On Friday I had a couple of errands to do in a Shiloh neighborhood I never get to, at least not to just wander around. One of the errands was to photograph for 52Frames that weekly photo challenge I'm a member of. Since the theme was "Future," I decided to photograph something that is connected to the future for all of us, death. I photographed the cemetery.
And I also went to Shiloh's newses neighborhood, Rechov Techelet, which is just across the road, to deliver a cake for soldiers. The people delivering the cakes live just about at the far end, so I got to see a lot of the street.
The street will be extended for more housing, and another street will be underneath with even more homes.
And besides that building, there are multifamily buildings being built up in my neighborhood.
There is a great demand for houses in Shiloh, since we're near Ariel and equidistant between Jerusalem and Petach Tikvah. We also have great schools, stores, medical clinics and public transportation.
Almost fifty years since the 1967 Six Days War, two generations or more of Israelis have been born and grew up considering it perfectly normal for Israel to have Shiloh, Bet El, Hebron, etc. They, unlike my generation, don't always consider a move to Judea, Samaria, the Jordan Valley and the Golan to be a political statement. They can't imagine any other life. Remember that there are now grandparents who were born post-1967 and they know of no other reality.

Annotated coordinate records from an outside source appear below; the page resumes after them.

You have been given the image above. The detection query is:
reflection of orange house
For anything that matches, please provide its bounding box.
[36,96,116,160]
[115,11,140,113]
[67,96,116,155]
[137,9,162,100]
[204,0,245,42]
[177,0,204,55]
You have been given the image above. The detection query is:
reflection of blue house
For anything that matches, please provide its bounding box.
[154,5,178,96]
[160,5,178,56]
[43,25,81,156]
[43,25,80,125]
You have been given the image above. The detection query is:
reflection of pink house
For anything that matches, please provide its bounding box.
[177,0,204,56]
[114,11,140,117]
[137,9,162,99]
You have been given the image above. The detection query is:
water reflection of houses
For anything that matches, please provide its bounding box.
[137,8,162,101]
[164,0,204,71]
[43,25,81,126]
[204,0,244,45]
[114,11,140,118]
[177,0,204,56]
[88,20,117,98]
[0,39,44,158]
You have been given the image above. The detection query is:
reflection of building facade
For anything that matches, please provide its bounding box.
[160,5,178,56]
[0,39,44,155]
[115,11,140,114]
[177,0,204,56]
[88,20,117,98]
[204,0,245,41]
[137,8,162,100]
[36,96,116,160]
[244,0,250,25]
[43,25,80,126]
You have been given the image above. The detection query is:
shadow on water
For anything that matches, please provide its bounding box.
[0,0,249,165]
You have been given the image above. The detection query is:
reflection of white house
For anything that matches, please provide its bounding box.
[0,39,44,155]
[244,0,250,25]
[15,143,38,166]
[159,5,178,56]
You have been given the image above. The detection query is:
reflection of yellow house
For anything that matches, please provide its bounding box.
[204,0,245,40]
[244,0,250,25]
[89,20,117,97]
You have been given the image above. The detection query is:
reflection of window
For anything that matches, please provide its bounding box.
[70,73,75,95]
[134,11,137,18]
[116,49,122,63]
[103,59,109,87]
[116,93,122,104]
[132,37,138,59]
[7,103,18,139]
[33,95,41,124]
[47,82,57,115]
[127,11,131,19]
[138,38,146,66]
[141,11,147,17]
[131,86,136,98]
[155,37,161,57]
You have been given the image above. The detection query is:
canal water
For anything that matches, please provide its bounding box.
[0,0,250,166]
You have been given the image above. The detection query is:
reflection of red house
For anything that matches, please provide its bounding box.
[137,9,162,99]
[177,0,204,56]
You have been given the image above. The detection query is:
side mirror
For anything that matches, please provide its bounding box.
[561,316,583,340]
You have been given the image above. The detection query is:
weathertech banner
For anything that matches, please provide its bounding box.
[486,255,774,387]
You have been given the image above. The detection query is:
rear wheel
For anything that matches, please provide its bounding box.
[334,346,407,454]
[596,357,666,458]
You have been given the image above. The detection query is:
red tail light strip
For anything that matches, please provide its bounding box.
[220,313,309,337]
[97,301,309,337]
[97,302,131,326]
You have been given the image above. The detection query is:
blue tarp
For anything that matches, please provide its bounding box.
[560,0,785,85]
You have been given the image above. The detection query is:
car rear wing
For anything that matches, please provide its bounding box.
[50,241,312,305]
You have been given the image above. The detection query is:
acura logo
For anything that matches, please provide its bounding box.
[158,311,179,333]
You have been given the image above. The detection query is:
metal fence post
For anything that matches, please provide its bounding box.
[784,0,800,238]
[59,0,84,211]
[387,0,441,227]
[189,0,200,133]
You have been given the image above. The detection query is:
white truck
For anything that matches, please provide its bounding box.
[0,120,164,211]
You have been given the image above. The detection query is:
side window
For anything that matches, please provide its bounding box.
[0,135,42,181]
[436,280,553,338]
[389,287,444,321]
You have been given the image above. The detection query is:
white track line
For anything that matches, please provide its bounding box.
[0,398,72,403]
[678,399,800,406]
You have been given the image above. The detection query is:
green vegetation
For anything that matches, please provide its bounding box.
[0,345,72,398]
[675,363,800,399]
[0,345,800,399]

This is something Israel's Left can't comprehend at all. They're nostalgic for an Israel which had a precarious existance and suffered from Arab terror, yes, today's terror isn't new. The post-1967 borders are the best possible in all respects for Israel, and they should stop the unrealistic reactionary ideology.
Think civil rights and human rights. Why should Jews be kept in a ghetto in the Holy Land?